A COVID-19 diagnostic test may produce a false-negative result. This means that the virus was not detected by the test, even though the person was infected with it. If one person has symptoms and her/his test is false-negative, he/she may unknowingly spread the virus to others if proper precautions are not taken, such as wearing a face mask when appropriate. If the instructions are not followed carefully, a COVID-19 rapid antigen test may produce false-positive results. False-positive results indicate that the test results show an infection when there is none. The possibility of false-negative or false-positive test results is determined by the type and sensitivity of the COVID-19 diagnostic test, the thoroughness of sample collection, and the accuracy of the lab analysis. One should be careful about any offers for at-home COVID-19 tests that have not been approved by the Food & Drug Administration, USA. Such tests frequently produce inaccurate results. Thus false-negative diagnosis may affect the estimate of the model parameters. In many of the countries with large population such as India and China, 100% testing of the entire population is not possible after community spread due to lack of health infrastructure and trained human resource. However, again, it is difficult to estimate the extent of false-negative/positive cases in such large countries [51,52,53,54].
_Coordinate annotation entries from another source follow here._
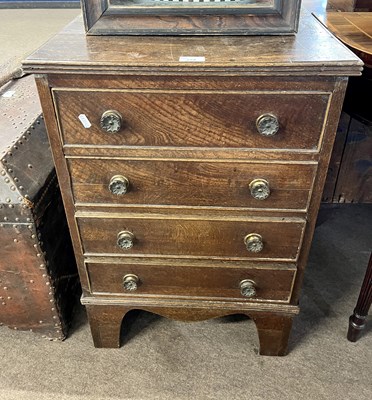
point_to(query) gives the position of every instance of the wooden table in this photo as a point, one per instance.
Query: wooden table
(354, 30)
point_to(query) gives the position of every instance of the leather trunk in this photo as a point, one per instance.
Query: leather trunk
(38, 276)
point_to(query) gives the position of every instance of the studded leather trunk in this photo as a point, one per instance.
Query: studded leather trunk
(38, 276)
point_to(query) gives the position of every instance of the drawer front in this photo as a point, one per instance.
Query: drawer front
(167, 280)
(193, 119)
(169, 235)
(192, 183)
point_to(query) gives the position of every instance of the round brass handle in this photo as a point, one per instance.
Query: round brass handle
(267, 125)
(125, 240)
(248, 288)
(254, 242)
(111, 121)
(260, 189)
(119, 185)
(130, 282)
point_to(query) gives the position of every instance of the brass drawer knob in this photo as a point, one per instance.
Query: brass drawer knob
(254, 242)
(260, 189)
(130, 282)
(111, 121)
(248, 288)
(125, 240)
(267, 125)
(119, 185)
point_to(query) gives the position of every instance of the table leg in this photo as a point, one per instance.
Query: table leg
(357, 320)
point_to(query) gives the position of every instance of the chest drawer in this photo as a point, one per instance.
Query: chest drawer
(167, 280)
(192, 183)
(170, 235)
(193, 119)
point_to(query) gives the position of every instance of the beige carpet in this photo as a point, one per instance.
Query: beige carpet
(23, 31)
(216, 359)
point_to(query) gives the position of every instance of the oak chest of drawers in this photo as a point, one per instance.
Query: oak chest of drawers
(192, 169)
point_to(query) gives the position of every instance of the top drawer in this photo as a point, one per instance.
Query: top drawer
(194, 118)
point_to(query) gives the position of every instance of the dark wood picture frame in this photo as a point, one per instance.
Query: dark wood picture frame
(122, 17)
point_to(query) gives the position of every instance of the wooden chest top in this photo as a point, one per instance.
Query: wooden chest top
(313, 51)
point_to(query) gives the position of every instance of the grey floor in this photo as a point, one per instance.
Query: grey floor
(216, 359)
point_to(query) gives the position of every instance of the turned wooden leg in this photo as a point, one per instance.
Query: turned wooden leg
(357, 320)
(105, 324)
(273, 332)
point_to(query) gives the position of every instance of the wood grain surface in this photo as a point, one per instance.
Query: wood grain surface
(177, 236)
(313, 51)
(198, 119)
(192, 183)
(171, 280)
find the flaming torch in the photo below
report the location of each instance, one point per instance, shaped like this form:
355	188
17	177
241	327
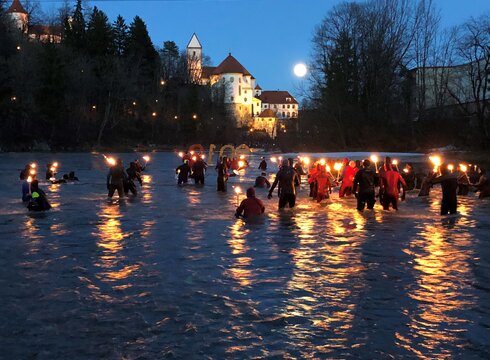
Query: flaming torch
110	160
337	166
436	160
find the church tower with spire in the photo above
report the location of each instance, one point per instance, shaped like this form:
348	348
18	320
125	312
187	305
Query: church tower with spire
19	15
194	59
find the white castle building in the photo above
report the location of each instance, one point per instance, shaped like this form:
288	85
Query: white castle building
252	107
44	33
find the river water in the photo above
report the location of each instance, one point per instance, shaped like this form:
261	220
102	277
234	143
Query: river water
171	273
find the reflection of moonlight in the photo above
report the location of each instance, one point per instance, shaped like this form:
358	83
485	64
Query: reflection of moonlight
300	70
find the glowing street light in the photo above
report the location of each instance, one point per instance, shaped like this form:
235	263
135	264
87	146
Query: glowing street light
300	70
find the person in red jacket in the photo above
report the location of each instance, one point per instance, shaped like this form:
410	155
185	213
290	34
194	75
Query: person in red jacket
348	180
389	184
323	181
251	206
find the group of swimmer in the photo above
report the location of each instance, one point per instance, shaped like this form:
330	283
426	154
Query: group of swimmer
359	179
355	178
33	196
118	179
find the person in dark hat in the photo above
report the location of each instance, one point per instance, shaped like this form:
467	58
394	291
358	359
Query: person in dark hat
251	206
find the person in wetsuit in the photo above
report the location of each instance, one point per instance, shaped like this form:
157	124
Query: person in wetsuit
261	181
38	200
390	181
133	174
251	206
483	185
222	169
198	171
115	179
286	178
263	165
183	172
364	185
449	185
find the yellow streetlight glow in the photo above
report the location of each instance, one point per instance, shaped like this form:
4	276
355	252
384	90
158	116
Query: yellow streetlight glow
300	70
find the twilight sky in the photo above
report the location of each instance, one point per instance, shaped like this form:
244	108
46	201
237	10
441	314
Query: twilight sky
267	36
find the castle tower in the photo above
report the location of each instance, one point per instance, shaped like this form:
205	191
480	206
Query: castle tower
19	15
194	59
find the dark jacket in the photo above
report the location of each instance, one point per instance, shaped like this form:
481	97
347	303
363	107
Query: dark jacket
365	181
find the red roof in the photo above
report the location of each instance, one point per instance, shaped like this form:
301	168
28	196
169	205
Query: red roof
230	65
16	7
277	97
267	113
207	71
45	30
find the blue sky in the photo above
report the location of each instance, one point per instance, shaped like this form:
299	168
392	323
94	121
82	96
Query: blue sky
267	36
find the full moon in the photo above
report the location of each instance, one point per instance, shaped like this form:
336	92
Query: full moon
300	70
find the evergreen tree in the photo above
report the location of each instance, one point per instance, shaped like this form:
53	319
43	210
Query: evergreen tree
120	34
75	29
100	39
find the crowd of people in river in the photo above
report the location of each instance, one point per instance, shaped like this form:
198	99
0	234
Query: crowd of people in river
363	180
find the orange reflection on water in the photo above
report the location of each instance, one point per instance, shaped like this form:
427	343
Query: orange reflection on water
240	268
443	270
147	188
111	243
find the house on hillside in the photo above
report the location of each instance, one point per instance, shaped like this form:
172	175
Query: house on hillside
43	33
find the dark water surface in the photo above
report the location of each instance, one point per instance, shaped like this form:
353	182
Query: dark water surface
172	273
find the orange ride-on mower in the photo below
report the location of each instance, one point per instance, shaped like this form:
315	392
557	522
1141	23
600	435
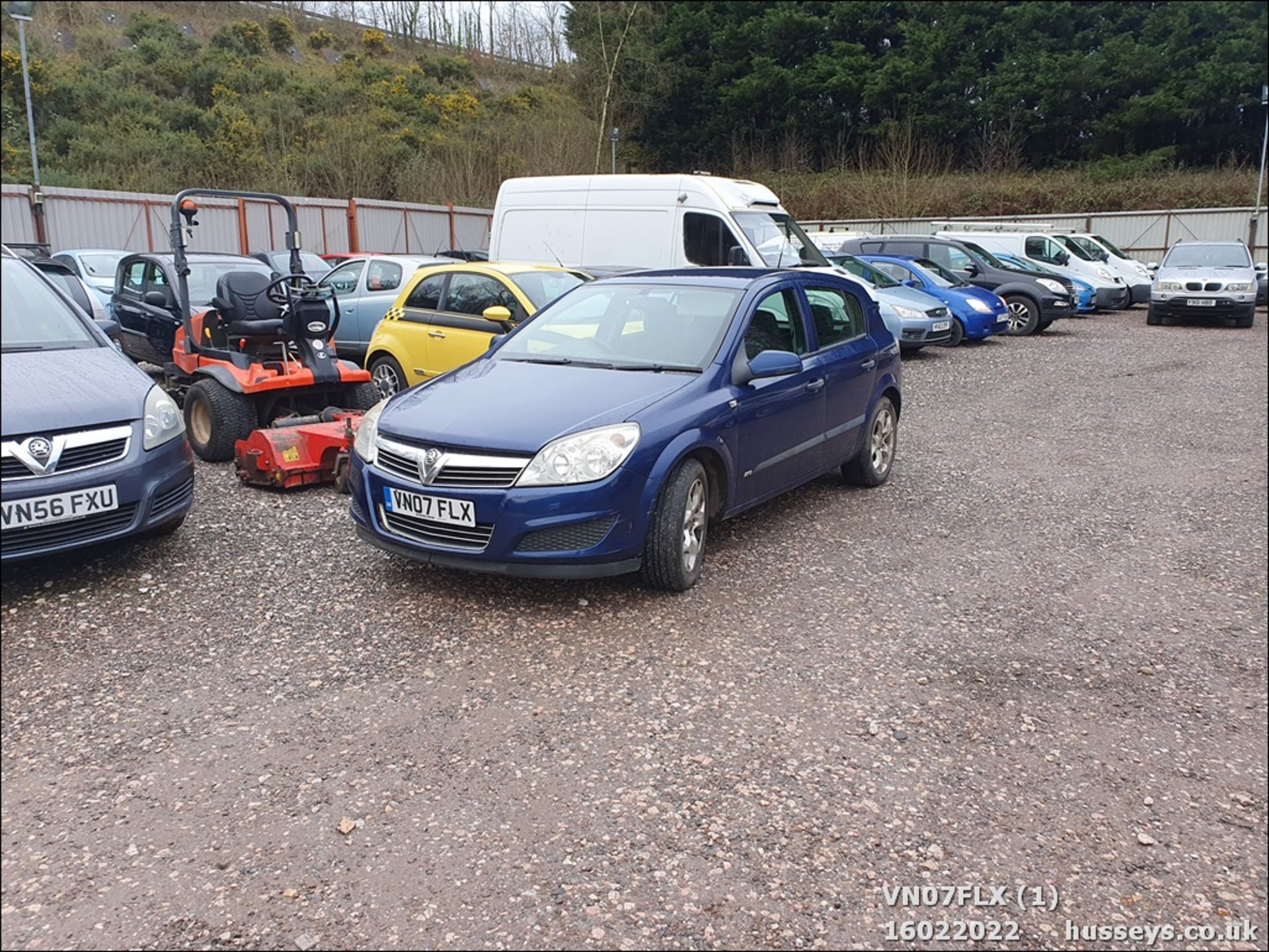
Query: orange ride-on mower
262	354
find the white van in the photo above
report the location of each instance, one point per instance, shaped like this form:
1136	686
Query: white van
1045	250
1135	274
645	221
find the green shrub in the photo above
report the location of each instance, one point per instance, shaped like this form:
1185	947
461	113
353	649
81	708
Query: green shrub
245	37
321	38
282	33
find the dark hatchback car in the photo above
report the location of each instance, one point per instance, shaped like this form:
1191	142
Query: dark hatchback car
602	435
1034	302
91	449
145	298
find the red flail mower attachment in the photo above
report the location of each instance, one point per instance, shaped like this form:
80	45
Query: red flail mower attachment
297	452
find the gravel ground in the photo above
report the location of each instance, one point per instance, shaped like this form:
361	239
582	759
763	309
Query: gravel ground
1037	655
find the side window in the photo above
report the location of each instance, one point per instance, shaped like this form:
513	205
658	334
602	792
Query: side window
707	240
895	270
950	256
135	279
427	293
777	325
837	316
1041	249
383	275
473	293
343	279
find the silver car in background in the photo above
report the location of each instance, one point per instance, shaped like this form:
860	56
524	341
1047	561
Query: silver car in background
1205	279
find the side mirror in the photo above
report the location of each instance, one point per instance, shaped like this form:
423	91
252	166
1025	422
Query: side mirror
775	363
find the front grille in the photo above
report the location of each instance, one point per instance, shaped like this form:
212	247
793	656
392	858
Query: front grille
92	455
83	531
459	470
172	499
579	535
432	532
79	451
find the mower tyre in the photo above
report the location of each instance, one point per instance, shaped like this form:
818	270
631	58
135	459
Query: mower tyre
216	418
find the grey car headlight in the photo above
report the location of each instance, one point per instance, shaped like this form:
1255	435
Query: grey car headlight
368	433
163	420
582	458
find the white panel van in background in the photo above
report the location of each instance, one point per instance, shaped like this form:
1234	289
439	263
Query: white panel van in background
646	221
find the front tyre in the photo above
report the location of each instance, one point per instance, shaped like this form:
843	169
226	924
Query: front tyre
675	548
872	464
216	418
1023	316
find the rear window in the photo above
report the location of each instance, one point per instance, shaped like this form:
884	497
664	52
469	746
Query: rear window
34	317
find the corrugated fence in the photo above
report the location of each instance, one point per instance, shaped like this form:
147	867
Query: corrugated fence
1143	235
83	218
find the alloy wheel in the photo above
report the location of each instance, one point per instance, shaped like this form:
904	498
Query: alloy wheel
693	525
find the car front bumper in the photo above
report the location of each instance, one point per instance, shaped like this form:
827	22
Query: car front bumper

The statistical estimates of infection could be affected by the confounding factors such as pollution, temperature, relative humidity, population dynamics, age groups, co-morbidities, restriction policies, and health systems. Many of the other studies where the data is being collected for specific small regions have been studied in these contexts [55,56,57,58]. However, our study is an attempt to estimate the infection on global scale after the appearance of Omicron variant. Further the estimates of \(R_{0}\), β, and γ may vary if we do not take into account the confounding factors, but in order to make quick policy decisions in the middle of the pandemic using the overall available data and impose restrictions so that the pandemic can be contained, we have conducted this study using the most influencing factors. It will be interesting to conduct such studies in future, where we may incorporate the confounding factors in our model. If specific data is available for smaller geographical units and populations, these factors may play crucial roles in determining the dynamics of the infection spread [59,60,61,62,63].

Conclusion

In this work, from the distribution fitting, we have calculated daily average along with the variance confirmed cases in the respective countries. After knowing the best fitted distribution, we can calculate rest of the important parameters such as mode, median, coefficient of skewness, and coefficient of kurtosis, which may help in simulating the future incidence of infection and dimension of spread of the pandemic. We have also predicted the confirmed cases using time series analysis based best fitted time series models for the different countries. This gave indication of the nature of the spread. In the final part of the work, we have used epidemiological compartmental model, SIR. As this model is showing its very good fitting for all the considered countries, therefore, the estimates of infection rates (β), recovery rates (γ) and the Basic Reproduction Numbers (\(R_{0}\)) are very close to reality for these countries. Since, the value for \(R_{0}\) for all the countries are greater than one, therefore, after further validation of our findings by more research, it may be suggestive that some suppressive measures should have been applied at this point of time, when the data was collected and these measures should be applicable till the values of \(R_{0}\) would not become less than one. These modeling approaches may be used to design policies for restriction of future waves of the ongoing pandemic and any future pandemics.